Since developing a growth strategy is important, it should be incorporated into a comprehensive exit plan. A growth strategy requires the following elements:
- An understanding of the current valuation of the business;
- The potential range of values at which the business might sell given market transactions;
- The key value drivers of the business (what gives the company its value?);
- A determination of what steps are required to grow the company and improve its value;
- Prioritize these steps; and
Execute the strategy over a series of 90-day (or equivalent) increments.
A prioritized growth plan will help you make your company more transferable and sell for a higher multiple.

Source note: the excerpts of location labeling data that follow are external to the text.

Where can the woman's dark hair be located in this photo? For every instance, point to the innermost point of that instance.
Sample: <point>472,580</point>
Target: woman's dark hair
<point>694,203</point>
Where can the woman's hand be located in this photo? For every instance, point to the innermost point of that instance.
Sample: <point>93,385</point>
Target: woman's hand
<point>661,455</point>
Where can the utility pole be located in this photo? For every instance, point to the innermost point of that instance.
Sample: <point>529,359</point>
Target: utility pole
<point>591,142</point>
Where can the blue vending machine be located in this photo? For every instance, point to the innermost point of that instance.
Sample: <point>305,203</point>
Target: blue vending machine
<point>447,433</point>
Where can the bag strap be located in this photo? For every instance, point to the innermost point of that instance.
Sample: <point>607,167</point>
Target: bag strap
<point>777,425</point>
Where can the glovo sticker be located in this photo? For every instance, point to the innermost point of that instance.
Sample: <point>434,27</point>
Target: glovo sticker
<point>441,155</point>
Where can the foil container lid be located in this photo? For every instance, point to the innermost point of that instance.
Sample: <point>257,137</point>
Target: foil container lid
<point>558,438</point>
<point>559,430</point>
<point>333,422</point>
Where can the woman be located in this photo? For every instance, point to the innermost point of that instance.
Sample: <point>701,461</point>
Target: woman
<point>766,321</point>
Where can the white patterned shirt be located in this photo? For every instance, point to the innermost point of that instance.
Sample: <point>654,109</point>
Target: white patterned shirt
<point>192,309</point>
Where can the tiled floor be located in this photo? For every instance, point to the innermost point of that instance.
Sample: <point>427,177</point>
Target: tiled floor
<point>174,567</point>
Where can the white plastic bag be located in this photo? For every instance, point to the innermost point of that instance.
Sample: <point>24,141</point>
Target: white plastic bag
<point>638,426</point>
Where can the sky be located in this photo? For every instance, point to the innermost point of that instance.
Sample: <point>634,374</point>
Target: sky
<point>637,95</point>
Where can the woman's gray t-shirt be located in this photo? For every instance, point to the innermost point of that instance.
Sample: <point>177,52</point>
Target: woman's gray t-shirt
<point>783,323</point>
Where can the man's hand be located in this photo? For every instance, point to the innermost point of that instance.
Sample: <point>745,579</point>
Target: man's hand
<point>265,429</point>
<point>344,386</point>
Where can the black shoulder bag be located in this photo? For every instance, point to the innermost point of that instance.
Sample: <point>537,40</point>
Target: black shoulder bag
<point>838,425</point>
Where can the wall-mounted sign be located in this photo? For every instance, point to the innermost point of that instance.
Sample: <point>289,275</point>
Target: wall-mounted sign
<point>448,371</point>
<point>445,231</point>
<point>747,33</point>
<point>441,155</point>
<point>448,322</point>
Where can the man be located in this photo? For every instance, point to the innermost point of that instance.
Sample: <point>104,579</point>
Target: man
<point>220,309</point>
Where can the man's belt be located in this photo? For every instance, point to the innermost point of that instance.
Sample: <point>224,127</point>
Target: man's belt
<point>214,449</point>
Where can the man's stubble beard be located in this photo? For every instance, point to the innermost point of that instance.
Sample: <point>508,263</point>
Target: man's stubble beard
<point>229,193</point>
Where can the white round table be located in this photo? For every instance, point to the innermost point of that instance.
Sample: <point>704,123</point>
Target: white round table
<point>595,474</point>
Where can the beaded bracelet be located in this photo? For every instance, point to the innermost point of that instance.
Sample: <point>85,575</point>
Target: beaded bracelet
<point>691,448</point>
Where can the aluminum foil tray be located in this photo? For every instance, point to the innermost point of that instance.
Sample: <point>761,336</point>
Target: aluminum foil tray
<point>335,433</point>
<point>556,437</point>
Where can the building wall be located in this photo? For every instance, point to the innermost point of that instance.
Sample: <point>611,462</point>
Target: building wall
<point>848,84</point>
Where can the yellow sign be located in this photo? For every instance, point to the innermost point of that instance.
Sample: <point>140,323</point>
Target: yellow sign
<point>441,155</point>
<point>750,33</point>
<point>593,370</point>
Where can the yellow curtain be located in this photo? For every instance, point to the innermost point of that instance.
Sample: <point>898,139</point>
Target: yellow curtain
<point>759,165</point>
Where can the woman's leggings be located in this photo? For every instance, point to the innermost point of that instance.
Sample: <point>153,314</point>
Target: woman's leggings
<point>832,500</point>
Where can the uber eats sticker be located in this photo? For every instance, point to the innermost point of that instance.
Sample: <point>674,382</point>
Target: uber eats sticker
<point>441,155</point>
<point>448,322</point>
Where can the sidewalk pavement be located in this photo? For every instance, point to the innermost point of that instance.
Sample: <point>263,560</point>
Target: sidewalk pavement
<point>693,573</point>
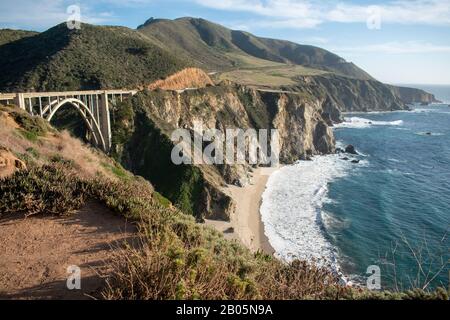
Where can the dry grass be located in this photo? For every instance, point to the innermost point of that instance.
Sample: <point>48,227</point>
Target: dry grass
<point>269,76</point>
<point>187,78</point>
<point>178,258</point>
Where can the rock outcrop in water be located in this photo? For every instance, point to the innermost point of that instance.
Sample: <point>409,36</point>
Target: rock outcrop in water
<point>411,95</point>
<point>144,125</point>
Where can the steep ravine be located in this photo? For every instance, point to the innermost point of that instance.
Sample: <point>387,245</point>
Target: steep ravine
<point>143,125</point>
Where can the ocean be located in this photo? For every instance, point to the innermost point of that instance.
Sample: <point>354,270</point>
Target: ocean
<point>391,210</point>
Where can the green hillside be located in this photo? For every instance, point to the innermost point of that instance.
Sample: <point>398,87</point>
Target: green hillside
<point>93,57</point>
<point>9,35</point>
<point>215,47</point>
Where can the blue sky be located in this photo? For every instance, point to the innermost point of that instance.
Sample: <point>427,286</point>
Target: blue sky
<point>397,41</point>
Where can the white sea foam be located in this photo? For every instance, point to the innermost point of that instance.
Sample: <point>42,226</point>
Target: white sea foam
<point>292,209</point>
<point>357,122</point>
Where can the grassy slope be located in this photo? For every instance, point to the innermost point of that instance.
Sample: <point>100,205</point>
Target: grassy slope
<point>9,35</point>
<point>93,57</point>
<point>216,47</point>
<point>179,259</point>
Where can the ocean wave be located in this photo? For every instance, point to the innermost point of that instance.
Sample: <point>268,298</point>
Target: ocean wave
<point>357,123</point>
<point>292,209</point>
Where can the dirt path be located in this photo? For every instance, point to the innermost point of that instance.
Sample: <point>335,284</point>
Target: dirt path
<point>35,253</point>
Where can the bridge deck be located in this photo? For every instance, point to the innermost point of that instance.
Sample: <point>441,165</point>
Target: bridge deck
<point>10,96</point>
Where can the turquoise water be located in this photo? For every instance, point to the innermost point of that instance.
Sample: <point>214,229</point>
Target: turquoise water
<point>392,209</point>
<point>397,200</point>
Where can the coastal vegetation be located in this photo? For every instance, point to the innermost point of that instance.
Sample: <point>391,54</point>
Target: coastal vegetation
<point>177,257</point>
<point>252,83</point>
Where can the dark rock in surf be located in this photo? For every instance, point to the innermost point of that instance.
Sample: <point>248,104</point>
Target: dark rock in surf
<point>350,149</point>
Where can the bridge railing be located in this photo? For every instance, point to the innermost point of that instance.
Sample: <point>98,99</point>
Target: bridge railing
<point>94,106</point>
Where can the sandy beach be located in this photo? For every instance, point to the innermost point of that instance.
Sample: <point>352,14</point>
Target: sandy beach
<point>246,225</point>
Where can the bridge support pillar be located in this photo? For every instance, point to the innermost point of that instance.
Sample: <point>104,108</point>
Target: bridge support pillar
<point>19,101</point>
<point>104,121</point>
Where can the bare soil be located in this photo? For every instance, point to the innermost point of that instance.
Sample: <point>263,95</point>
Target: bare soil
<point>35,253</point>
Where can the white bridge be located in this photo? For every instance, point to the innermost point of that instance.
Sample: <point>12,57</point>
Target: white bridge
<point>92,105</point>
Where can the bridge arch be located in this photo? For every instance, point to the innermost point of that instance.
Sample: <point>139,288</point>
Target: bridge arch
<point>87,115</point>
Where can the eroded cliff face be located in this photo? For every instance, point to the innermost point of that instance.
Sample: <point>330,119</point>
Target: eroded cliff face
<point>144,144</point>
<point>412,95</point>
<point>345,94</point>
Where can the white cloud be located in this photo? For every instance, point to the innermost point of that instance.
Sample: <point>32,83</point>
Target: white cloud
<point>409,47</point>
<point>41,14</point>
<point>311,13</point>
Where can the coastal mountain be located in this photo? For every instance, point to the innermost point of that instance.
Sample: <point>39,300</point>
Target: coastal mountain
<point>215,47</point>
<point>93,57</point>
<point>78,203</point>
<point>301,121</point>
<point>100,57</point>
<point>9,35</point>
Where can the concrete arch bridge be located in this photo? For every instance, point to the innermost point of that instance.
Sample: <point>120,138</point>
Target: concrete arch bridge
<point>93,106</point>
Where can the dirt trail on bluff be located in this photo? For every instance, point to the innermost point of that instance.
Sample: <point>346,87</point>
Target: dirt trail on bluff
<point>36,252</point>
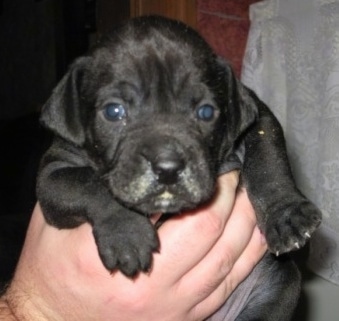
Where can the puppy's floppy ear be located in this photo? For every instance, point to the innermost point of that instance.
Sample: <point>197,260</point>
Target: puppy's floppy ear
<point>62,113</point>
<point>242,107</point>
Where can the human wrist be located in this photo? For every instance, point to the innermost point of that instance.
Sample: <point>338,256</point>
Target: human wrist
<point>21,306</point>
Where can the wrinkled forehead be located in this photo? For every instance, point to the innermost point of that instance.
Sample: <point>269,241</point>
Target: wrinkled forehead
<point>154,63</point>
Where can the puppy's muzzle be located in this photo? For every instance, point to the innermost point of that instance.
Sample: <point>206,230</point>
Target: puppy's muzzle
<point>167,166</point>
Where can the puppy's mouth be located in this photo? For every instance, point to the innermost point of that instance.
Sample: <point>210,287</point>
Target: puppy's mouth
<point>164,201</point>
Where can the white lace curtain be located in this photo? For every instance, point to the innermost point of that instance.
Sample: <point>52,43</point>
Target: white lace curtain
<point>292,62</point>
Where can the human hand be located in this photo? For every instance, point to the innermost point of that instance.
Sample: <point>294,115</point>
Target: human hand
<point>203,257</point>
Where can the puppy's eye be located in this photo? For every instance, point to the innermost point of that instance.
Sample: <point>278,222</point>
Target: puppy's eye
<point>114,111</point>
<point>205,112</point>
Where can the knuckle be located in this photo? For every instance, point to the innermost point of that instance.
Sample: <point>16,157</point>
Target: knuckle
<point>212,223</point>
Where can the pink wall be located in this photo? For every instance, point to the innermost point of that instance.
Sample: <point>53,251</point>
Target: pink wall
<point>225,24</point>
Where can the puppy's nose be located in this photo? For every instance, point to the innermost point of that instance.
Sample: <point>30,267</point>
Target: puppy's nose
<point>167,167</point>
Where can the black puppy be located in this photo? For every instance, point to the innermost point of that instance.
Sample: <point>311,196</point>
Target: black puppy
<point>144,124</point>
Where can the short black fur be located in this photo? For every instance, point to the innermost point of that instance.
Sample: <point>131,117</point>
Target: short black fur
<point>144,124</point>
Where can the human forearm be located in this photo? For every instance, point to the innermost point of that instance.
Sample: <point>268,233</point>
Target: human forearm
<point>6,313</point>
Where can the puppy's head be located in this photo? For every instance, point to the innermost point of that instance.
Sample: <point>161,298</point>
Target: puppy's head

An automobile can look sporty and attractive on the outside but no matter how attractive it is on the outside, it still needs an engine to run. Similarly, a business can have an owner, a management team, talented employees, etc., but if it doesn’t have an infrastructure to support the running of the business, the execution of the company is going to be flawed. To be truly valuable, a company needs to separate ownership from the business, which creates transferability. Next, systems and processes need to be put in place to create scaleability.
An attractive business will have some sort of intangibles that draws interest from other investors. Perhaps they have a unique way of running their business, or their products or services are highly differentiated from the market. Perhaps, the company has an innate ability to attract the best minds in industry to work for them. Best-in-class businesses have a certain “it” factor that may be hard to define, but it gives them a natural advantage over their competition and this makes them more valuable and sought after. Taking account of your intangibles and leveraging them to your advantage is your goal.
- To become attractive to outside investors such as private equity, companies need to grow.
- To grow, they need to develop a growth strategy. They then need to prioritize these action steps to successfully execute.
- Companies need to create an infrastructure to support that growth. That infrastructure creates transferability and scalability.
- Intangible qualities of a company will always differentiate it from its competitors and make it more attractive and valuable.
- All of the above will make a company more valuable and transferable.